Grilled Lamb Kebabs
Grilled Lamb Kebabs are a succulent and flavorful dish, marinated in aromatic herbs and spices, perfect for a summer BBQ. These kebabs offer a delightful fusion of French culinary techniques with traditional Kosher practices.

40 minutes
Difficulty: Medium
French
450 kcal
Ingredients
- Lamb shoulder - 400 grams, cut into 2.5 cm cubes
- Olive oil - 2 tablespoons
- Garlic - 3 cloves, minced
- Fresh rosemary - 1 tablespoon, finely chopped
- Fresh thyme - 1 tablespoon, finely chopped
- Paprika - 1 teaspoon
- Cumin - 1 teaspoon
- Salt - 1 teaspoon
- Black pepper - 1/2 teaspoon
- Lemon juice - 1 tablespoon
- Red bell pepper - 1, cut into 2.5 cm pieces
- Red onion - 1, cut into 2.5 cm pieces
- Skewers - 4 (soaked in water if wooden)
Steps
- In a large bowl, combine olive oil, minced garlic, chopped rosemary, thyme, paprika, cumin, salt, black pepper, and lemon juice to make a marinade.
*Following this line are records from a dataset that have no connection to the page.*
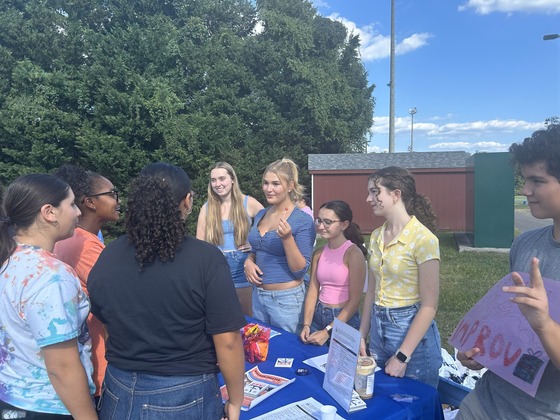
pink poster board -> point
(508, 345)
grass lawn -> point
(464, 278)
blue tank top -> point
(229, 231)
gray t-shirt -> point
(499, 398)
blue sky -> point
(478, 71)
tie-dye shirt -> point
(41, 303)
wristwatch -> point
(402, 357)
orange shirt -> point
(81, 252)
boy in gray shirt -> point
(494, 398)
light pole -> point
(412, 111)
(392, 83)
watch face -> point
(401, 356)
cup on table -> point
(328, 412)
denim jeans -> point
(236, 259)
(129, 395)
(281, 308)
(324, 315)
(389, 327)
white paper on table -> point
(300, 410)
(318, 362)
(342, 359)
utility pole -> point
(392, 83)
(412, 111)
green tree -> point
(115, 84)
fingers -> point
(466, 358)
(517, 279)
(472, 352)
(536, 277)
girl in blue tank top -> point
(225, 220)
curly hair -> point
(154, 223)
(542, 146)
(82, 182)
(397, 178)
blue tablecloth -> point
(381, 406)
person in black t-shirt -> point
(170, 310)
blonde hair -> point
(287, 170)
(237, 213)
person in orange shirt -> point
(98, 200)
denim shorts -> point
(129, 395)
(280, 308)
(389, 327)
(236, 259)
(324, 315)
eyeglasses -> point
(114, 193)
(326, 222)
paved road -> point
(524, 221)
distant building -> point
(446, 178)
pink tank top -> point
(333, 275)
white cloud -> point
(485, 7)
(490, 136)
(486, 146)
(375, 46)
(321, 4)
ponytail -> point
(354, 234)
(344, 213)
(23, 201)
(7, 243)
(421, 207)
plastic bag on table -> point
(255, 342)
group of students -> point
(271, 249)
(165, 313)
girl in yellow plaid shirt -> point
(403, 290)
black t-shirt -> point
(161, 320)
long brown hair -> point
(237, 212)
(397, 178)
(24, 199)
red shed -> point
(446, 178)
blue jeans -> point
(129, 395)
(324, 315)
(281, 308)
(389, 327)
(236, 259)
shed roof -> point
(409, 160)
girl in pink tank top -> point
(338, 271)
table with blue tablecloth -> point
(426, 405)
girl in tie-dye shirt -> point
(45, 364)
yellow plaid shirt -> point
(395, 265)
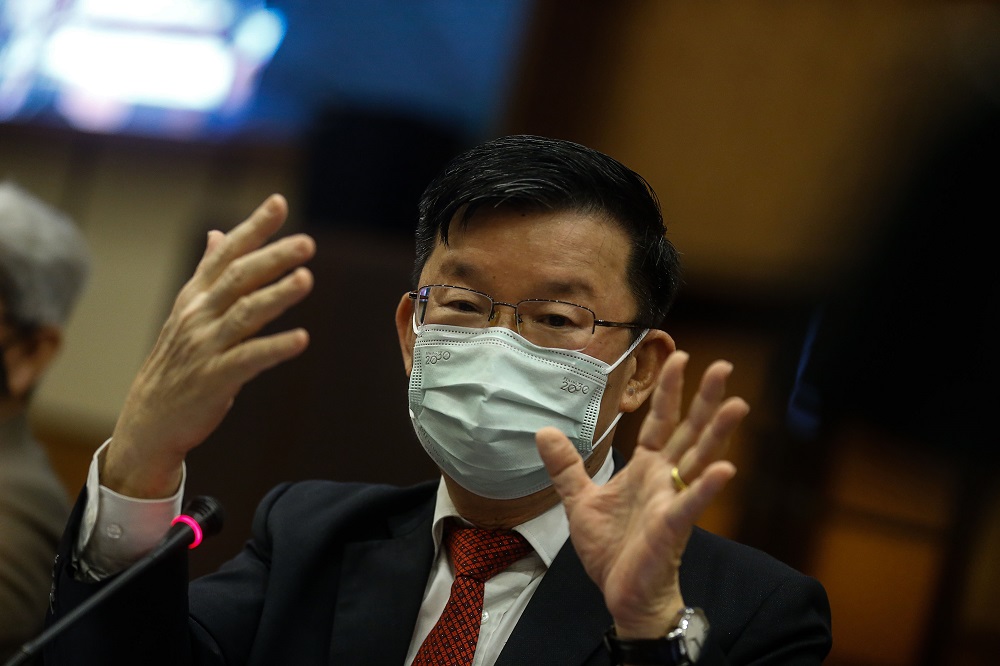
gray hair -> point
(44, 260)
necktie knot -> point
(481, 554)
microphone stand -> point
(202, 517)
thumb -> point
(563, 463)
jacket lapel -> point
(566, 599)
(382, 584)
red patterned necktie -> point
(477, 556)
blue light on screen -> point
(214, 69)
(122, 65)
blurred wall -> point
(769, 130)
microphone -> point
(202, 517)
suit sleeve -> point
(144, 622)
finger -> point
(247, 360)
(258, 268)
(563, 463)
(713, 444)
(710, 394)
(252, 312)
(245, 237)
(688, 506)
(665, 404)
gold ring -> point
(679, 484)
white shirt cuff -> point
(116, 530)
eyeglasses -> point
(546, 323)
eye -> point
(556, 316)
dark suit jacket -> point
(335, 574)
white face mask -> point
(478, 396)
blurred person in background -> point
(530, 547)
(44, 264)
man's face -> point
(565, 256)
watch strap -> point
(664, 651)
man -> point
(43, 266)
(542, 274)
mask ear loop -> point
(608, 372)
(627, 352)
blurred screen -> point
(215, 69)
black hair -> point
(533, 173)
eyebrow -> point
(457, 269)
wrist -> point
(127, 473)
(680, 645)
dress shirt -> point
(118, 530)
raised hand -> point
(630, 534)
(206, 350)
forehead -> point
(513, 255)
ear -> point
(404, 329)
(28, 359)
(649, 357)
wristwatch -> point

- Add the cubed lamb to the marinade, mixing well to ensure all pieces are coated. Cover and refrigerate for at least 30 minutes, or up to 2 hours for more flavor.
- Preheat the grill to medium-high heat.
- While the grill heats, prepare the skewers by alternating pieces of marinated lamb with red bell pepper and red onion.
- Once the grill is hot, place the skewers on it and cook for about 10-12 minutes, turning occasionally, until the lamb is cooked to your desired doneness.
- Remove the kebabs from the grill and let them rest for 5 minutes before serving.
Nutrition
- Calories: 450
- Protein: 35 g
- Carbs: 10 g
- Fiber: 2 g
- Sugar: 3 g
- Sodium: 800 mg
- Cholesterol: 95 mg
- Total Fat: 30 g
- Saturated Fat: 10 g
- Unsaturated Fat: 20 g
- Water: 0.5 L
Health Benefits
- High in protein, supporting muscle growth and repair.
- Rich in essential vitamins and minerals, including iron and zinc.